Baghdad without water

AP:
Much of the Iraqi capital was without running water Thursday and had been for at least 24 hours, compounding the urban misery in a war zone and the blistering heat at the height of the Baghdad summer.

Residents and city officials said large sections in the west of the capital had been virtually dry for six days because the already strained electricity grid cannot provide sufficient power to run water purification and pumping stations.

Baghdad routinely suffers from periodic water outages, but this one is described by residents as one of the most extended and widespread in recent memory. The problem highlights the larger difficulties in a capital beset by violence, crumbling infrastructure, rampant crime and too little electricity to keep cool in the sweltering weather more than four years after the U.S.-led invasion.
...
In the meantime, Iraqis suffer in brutal heat. It was 117 degrees in the capital Thursday, down from 120 the day before. With the power out or crackling through the decrepit system just a few hours each day, even those who can afford air conditioning do not have the power to run it.
ANSWER comments:
Corporate media outlets—to the extent they have reported this horrific and mind-boggling story at all—have treated it as a failure on the part of Iraqis.

In reality, it is an appalling war crime committed by the occupying power, the U.S. military.
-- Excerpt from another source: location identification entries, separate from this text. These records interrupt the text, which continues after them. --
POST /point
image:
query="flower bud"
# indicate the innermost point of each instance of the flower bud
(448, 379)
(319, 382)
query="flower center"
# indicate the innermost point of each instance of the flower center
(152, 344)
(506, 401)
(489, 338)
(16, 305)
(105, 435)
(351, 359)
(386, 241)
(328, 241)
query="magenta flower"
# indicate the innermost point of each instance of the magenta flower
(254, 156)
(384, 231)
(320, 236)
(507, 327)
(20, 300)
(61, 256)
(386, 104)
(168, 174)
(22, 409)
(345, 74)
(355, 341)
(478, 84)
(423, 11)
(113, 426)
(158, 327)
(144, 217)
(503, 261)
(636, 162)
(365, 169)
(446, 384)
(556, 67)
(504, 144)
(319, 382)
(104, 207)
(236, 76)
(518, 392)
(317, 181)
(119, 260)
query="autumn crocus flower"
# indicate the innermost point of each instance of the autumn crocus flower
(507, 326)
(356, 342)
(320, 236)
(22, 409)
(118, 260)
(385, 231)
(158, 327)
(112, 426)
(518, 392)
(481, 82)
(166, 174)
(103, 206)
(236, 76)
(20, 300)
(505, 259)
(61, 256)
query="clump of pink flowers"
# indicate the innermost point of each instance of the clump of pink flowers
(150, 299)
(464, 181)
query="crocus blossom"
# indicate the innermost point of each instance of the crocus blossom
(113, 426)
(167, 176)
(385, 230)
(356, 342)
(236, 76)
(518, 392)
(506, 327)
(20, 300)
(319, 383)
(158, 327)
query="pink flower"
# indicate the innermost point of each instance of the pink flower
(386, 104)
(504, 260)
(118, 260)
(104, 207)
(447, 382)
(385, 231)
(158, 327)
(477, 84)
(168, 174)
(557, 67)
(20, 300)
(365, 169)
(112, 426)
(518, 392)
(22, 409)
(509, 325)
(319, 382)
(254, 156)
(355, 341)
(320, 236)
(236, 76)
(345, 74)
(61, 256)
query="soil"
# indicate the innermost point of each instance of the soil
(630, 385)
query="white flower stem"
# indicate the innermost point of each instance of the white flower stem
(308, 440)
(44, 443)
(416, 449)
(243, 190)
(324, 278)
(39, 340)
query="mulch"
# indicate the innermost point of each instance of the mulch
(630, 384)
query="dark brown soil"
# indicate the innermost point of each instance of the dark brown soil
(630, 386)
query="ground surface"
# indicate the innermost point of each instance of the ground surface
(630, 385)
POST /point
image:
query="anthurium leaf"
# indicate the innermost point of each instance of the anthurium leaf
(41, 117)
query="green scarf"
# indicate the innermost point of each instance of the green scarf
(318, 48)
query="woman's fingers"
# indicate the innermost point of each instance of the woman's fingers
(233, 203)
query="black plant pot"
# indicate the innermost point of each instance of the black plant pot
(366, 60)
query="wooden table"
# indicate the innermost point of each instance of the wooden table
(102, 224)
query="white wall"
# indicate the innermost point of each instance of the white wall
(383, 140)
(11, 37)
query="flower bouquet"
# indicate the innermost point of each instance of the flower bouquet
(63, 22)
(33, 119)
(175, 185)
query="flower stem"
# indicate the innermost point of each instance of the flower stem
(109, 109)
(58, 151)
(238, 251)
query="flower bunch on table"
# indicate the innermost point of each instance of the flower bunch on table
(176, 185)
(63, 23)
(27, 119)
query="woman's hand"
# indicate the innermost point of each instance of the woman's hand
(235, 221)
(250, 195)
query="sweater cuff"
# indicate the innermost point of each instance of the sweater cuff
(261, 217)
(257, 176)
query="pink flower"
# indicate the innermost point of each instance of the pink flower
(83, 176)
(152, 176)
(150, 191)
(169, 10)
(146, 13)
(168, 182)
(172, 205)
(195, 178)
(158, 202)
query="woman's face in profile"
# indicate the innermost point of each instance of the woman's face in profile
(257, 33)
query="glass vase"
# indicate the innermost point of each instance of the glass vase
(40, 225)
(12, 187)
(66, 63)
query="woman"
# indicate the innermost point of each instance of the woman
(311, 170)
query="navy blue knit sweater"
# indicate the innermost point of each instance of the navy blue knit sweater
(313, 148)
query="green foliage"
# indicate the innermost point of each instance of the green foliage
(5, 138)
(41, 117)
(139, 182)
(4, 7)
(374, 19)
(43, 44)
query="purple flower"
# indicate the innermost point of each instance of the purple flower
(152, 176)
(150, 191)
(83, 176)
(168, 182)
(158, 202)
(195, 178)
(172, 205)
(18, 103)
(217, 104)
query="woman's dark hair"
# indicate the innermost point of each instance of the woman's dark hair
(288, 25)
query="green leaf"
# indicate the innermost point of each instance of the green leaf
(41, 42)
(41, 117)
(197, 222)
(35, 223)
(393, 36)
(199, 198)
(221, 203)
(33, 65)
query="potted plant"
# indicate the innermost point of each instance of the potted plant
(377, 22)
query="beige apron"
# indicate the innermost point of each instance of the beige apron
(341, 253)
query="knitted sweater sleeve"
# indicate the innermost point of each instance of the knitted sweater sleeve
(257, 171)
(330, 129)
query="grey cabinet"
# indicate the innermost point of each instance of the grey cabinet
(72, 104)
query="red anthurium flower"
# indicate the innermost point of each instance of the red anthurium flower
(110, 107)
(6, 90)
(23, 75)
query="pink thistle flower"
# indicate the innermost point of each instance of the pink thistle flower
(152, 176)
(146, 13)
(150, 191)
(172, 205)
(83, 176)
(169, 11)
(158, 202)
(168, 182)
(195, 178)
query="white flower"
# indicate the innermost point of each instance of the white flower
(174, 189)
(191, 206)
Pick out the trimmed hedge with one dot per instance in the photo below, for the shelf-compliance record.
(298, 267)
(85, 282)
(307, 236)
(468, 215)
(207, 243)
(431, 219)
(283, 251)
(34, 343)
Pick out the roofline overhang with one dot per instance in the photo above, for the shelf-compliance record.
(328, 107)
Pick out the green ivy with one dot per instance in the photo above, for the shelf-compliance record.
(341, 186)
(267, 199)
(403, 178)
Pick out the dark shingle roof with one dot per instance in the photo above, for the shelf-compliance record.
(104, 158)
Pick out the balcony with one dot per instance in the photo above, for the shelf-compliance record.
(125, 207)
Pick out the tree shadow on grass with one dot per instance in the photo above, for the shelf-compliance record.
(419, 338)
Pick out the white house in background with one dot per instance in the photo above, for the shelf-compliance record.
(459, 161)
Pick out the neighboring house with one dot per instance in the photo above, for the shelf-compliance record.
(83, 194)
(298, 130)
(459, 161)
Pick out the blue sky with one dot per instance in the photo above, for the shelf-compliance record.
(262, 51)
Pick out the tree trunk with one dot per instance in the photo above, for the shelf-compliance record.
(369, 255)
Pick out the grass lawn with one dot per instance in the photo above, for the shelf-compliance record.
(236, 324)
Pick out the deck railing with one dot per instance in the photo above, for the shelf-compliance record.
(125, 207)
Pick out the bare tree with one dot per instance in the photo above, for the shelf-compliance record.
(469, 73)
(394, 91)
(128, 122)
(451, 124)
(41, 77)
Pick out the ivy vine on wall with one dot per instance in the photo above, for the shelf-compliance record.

It threatens the lives of tens of thousands of people in the short term and unthinkable numbers of people unless it is rectified immediately.

According to Article 55 of Geneva Conventions (1949) to which the U.S. government is a signatory: "To the fullest extent of the means available to it the Occupying Power has the duty of ensuring the food and medical supplies of the population; it should, in particular, bring in the necessary foodstuffs, medical stores and other articles if the resources of the occupied territory are inadequate."

Article 59 states: "If the whole or part of the population of an occupied territory is inadequately supplied, the Occupying Power shall agree to relief schemes on behalf of the said population, and shall facilitate them by all the means at its disposal."
I think ANSWER may be actually understating things saying that tens of thousands of lives are threatened. People don't survive long at all without water, especially in 117 degree heat.

The Bush Administration: The worst enemy infrastructure has ever known.